5

Up to now I do this:

rets=set(pool.map_async(my_callback, args.hosts).get(60*4))

If the timeout is hit, I get an exception:

 File "/usr/lib/python2.7/multiprocessing/pool.py", line 524, in get
    raise TimeoutError
multiprocessing.TimeoutError

I would like to handle this gracefully:

The output for all hosts I could reach should go into rets and all hosts which timed out should go into a separate list.

How could this be done?

Update

Six years later I think it makes more sense to use go instead of Python for concurrent applications.

guettli
  • 25,042
  • 81
  • 346
  • 663
  • try-except is obviously the solution, so I'm wondering what is the catch? – John Mee Jun 07 '16 at 05:39
  • `hosts I could reach` goes in `try`, `all hosts which timed out` go in `TimeoutError exception`.... where is the rocket science here? – NoobEditor Jun 07 '16 at 05:44
  • @JohnMee you say try-except is the solutions. But how? I my_callback() gets called 100 times in parallel. There is one line in the code: calling map_async(). AFAIK `rets` is empty if an exception gets raised. How to get two lists: result of not timed out calls and list of timed out hosts? – guettli Jun 07 '16 at 06:01
  • Ah, i see, the "catch" is that everything is happening in a one-liner. You'll need to [trawl through the docs](https://docs.python.org/3/library/multiprocessing.html#multiprocessing.pool.AsyncResult) and work out how to break it up into a multiline problem so you have one statement invoking one process and thus can catch the timeout on that one, and no other. – John Mee Jun 08 '16 at 00:49

1 Answers1

9

As far as I know, you can't, or at least not with map_async. map_async is a convenience method there to solve a particular problem for a particular use case, and that doesn't match up with what you've got because you want more fine control.

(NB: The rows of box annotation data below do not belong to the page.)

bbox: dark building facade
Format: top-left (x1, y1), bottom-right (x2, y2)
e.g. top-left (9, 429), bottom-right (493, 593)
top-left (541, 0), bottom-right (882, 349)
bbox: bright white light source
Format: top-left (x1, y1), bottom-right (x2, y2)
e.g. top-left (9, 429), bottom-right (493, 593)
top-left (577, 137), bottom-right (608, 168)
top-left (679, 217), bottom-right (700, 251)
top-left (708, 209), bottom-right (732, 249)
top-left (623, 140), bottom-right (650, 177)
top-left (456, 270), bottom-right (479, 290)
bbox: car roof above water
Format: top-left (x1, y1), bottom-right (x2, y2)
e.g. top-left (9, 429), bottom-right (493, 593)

However, you can still do it, you just need to use the more fine-grained methods in the multiprocessing module. In particular, you can add jobs to your pool on the fly by using apply_async, which gives you much more control over how to handle success and failure of individual tasks.

Below is a pretty minimal example that I think does what you want:

from multiprocessing.pool import Pool, TimeoutError
from time import sleep, time


def task_function(xx):
    print('Task %d running' % xx)
    sleep(xx)
    print('Task %d ended' % xx)
    return 'Result of task %d' % xx

pl = Pool()
results = [
    pl.apply_async(task_function, (_xx,)) 
    for _xx in range(10)]

start = time()
wait_until = start + 5

rets = []
timed_out_results = []

for res in results:
    timeout = wait_until - time()
    if timeout < 0:
        timeout = 0

    try:
        rets.append(res.get(timeout))
    except TimeoutError:
        timed_out_results.append(res)

print('%s ended' % (rets,))
print('%s timedout' % (timed_out_results,))

This runs 10 jobs that print a line, sleep, then print another line. The first sleeps for 0 seconds, the next for 1, the next 2 etc. We timeout the pool after 5 seconds, and so we expect 5 tasks to have finished and 5 tasks to have timed out.

Be aware that I have not stopped the tasks that are still running, and so in the real world they may continue and finish in the time it takes to print the results. You'll have to work out how much you care about that / what to do about it.

daphtdazz
  • 7,754
  • 34
  • 54